Re: [GSoC]Apache Beam and HBase Integration with RocketMQ

Posted by Sergio Esteves <sr...@gmail.com>.
Hi,

I have been studying the mysql plugin that keeps a database in synch with a
rocketmq topic.
The first way that comes to my mind to listen to HBase updates on a table,
is by using co-processors (akin to BigTable Observers):
https://blogs.apache.org/hbase/entry/coprocessor_introduction
With co-processors it is possible to insert hooks for data manipulation
events (e.g., put, delete). It is also possible to intercept WAL
(Write-Ahead Log that keeps track of updates on a table) writing of events.
The co-processors reside on the server side and are distributed
automatically alongside HBase region servers. Co-processor custom
implementations require modifications in the HBase configuration. By not
using co-processors, it would be possible to access directly the WAL on
HDFS (in case WAL writing is not disabled).
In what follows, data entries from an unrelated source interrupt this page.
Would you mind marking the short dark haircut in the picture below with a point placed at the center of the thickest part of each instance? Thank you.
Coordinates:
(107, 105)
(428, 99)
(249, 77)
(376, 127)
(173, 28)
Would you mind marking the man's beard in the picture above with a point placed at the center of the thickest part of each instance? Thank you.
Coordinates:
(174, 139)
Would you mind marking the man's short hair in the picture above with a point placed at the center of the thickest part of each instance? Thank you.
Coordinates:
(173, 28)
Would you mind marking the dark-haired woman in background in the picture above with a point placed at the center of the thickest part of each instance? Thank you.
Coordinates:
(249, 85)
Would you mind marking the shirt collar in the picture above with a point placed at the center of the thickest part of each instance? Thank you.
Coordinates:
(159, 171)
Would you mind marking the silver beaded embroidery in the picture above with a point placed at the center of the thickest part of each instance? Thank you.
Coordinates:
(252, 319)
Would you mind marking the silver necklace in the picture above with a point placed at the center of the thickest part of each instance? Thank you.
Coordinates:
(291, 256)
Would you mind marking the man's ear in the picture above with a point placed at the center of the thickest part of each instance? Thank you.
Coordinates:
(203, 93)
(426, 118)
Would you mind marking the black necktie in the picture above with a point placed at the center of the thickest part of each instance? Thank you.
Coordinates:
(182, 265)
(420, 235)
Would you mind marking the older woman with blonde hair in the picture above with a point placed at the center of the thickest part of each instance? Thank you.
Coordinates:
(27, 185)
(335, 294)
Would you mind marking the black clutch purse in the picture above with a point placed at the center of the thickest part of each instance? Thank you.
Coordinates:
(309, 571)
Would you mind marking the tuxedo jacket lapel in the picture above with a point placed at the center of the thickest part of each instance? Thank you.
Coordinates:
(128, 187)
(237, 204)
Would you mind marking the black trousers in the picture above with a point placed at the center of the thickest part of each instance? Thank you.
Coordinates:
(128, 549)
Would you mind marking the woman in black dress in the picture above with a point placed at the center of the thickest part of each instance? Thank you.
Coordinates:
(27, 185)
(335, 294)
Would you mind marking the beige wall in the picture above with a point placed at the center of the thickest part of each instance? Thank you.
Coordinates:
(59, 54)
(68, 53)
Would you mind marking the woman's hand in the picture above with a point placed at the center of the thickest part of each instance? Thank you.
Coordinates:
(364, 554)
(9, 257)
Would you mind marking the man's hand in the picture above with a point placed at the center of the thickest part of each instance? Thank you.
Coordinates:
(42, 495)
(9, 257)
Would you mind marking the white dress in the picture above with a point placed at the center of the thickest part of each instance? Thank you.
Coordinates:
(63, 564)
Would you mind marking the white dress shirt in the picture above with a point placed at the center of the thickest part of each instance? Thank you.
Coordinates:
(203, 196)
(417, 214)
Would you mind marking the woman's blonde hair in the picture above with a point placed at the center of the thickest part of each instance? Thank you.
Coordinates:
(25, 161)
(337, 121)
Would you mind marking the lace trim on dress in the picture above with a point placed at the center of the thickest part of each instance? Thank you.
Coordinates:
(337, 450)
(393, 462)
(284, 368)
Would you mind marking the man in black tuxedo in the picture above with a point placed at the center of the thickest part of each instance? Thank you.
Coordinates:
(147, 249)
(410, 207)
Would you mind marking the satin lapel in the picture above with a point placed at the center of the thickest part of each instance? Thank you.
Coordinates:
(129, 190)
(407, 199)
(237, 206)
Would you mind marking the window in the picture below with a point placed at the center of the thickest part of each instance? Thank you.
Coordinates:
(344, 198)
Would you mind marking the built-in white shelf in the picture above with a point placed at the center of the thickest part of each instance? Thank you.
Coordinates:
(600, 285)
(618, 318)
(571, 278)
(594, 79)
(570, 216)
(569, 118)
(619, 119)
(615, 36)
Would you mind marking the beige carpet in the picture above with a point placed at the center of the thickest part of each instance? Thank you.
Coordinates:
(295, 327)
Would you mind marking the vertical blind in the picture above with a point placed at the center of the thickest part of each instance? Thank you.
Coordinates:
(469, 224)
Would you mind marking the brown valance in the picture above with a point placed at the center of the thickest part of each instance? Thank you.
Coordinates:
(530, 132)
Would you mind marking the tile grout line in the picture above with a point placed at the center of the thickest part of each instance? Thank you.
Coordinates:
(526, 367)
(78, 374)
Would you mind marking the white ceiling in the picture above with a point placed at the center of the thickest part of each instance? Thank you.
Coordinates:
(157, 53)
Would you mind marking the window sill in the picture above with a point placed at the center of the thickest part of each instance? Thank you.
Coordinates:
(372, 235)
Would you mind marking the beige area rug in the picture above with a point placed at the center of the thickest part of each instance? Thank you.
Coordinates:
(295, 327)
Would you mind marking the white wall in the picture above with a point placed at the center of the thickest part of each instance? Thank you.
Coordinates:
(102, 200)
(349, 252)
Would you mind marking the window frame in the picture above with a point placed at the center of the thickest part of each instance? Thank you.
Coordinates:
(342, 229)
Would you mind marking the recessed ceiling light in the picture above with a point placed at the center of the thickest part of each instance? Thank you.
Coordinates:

These are the two main ways (co-processors or accessing WAL directly) I can
see to listen to HBase table updates. Using co-processors seems the most
natural way to go. For example, implementing a WALObserver and keep track
of the last position that was replicated to the rocketmq topic. Do you
agree?

Thanks!



On Mon, Jun 4, 2018 at 7:15 AM, Von Gosling <vo...@apache.org> wrote:

> Hi,
>
> I would like to split this topic from AMQP project, we could discuss in
> the current thread :-)
>
> Best Regards,
> Von Gosling
>
>
>
> 在 2018年6月4日,11:30,Xin Wang <da...@gmail.com> 写道:
>
> You can just follow your plan, starting the work for integrating RocketMQ
>
>
>